Era um pequeno clube de bairro e tinha um zelador que se chamava Pirim, eu sou o caçula de três. Ezio meu irmão mais velho, Ricardo falecido e eu. O Pirim para manter a grama do campo de futebol sempre aparada mantinha um bode grande preto e várias cabritas para darem conta do serviço, já que não existiam aqueles tratorzinhos de cortar grama… e outra, era time de várzea não tinha tanta grana assim…
Nessa época eu tinha algo em torno de quatro anos o Ricardo nove e o Ezio onze. Eles mais velhos e mais malandros me levavam no campo da Portuguesinha para brincar, mas na verdade era para andar no bode do Pirim. Só quando eles sabiam que o Pirim não estava lá porque ele era muito bravo. Numa dessas vezes só eu que andei no bode, como se fosse um cavaleiro.
Senti-me um verdadeiro Paladino do Oeste. Como o bode era muito grande para os meus quatro anos, dois seguravam o bode pelo chifre e os meus irmãos me colocavam em cima. Até que o bode não era tão bravo (o Pirim era mais…), mas minha mãe e meu pai já haviam proibido essa aventura…
Imagine aquilo para cinco ou seis moleques, andar de bode todos com a imaginação num Roy Rogers, Hopalong Cassidy, Zorro e outros heróis cavaleiros da época: era o máximo!

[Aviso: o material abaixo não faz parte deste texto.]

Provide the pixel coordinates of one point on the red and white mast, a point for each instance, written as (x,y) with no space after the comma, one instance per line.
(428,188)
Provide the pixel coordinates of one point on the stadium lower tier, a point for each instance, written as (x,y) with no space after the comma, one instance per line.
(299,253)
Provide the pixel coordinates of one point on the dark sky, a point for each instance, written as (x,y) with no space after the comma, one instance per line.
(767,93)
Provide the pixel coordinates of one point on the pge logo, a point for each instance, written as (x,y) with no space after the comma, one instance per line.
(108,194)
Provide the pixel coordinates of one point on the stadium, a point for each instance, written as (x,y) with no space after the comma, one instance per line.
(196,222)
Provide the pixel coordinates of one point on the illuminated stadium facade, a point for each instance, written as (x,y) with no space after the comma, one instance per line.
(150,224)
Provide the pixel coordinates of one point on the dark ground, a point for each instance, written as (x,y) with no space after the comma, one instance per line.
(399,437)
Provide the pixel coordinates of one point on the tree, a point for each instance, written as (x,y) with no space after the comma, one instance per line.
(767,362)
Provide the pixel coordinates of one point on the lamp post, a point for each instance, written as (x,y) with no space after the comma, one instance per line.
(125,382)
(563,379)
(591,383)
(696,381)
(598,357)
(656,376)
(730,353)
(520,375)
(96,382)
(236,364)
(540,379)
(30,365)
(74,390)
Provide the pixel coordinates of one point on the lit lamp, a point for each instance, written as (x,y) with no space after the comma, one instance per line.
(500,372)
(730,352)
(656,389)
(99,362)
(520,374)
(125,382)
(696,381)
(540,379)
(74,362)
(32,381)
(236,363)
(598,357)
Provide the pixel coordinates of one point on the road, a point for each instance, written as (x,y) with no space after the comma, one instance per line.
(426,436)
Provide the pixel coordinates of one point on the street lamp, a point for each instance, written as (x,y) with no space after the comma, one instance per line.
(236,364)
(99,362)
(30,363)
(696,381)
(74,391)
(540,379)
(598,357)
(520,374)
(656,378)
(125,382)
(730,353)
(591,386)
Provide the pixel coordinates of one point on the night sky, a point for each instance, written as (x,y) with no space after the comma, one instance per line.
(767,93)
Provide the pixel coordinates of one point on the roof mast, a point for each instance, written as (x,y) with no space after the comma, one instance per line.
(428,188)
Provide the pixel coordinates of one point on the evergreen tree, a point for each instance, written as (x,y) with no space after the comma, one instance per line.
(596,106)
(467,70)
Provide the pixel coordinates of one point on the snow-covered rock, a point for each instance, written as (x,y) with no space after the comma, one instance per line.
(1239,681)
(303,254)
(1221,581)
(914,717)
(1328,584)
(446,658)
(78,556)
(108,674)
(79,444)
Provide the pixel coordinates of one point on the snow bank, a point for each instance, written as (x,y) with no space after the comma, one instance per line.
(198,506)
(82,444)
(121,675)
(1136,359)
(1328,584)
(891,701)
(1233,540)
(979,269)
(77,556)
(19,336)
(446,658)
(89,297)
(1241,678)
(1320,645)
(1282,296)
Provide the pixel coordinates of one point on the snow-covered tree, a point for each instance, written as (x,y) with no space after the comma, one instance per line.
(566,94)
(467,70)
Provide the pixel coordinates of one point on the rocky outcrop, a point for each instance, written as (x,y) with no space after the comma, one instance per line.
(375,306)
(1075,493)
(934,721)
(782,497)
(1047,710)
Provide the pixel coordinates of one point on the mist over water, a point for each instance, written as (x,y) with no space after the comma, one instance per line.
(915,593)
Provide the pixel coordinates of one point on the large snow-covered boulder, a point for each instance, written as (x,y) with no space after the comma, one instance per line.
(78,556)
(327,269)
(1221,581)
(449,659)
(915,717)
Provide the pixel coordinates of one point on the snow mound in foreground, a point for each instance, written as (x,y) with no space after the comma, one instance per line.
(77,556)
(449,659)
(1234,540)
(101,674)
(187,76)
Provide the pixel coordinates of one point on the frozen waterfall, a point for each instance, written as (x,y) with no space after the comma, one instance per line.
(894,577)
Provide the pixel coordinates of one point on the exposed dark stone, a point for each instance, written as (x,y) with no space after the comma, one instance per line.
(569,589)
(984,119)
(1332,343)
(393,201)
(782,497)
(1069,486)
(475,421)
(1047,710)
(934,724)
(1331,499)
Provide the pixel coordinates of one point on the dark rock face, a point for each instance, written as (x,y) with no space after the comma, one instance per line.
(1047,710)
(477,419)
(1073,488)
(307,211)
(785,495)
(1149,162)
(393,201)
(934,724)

No final daquela tarde de verão entrei sozinho em casa, pois meus irmãos haviam ido brincar em outras paradas, minha mãe sentiu o cheiro!! – "vocês foram andar no bode do Pirim de novo?” Com todas as letras… não tinha como negar. Eu estava o próprio bode de tão fedido. Eu realmente não lembro muito bem se apanhei, mas uma cena daquele dia ficou marcada na minha mente.
Eu e meus irmãos, nus, no quintal de casa, tomando banho de esguicho e minha mãe nos esfregando com sabão em pedra e uma escova de piaçava que ardia só de olhar para ela. Talvez uma surra daquelas, fosse melhor. Era Fevereiro de 1955.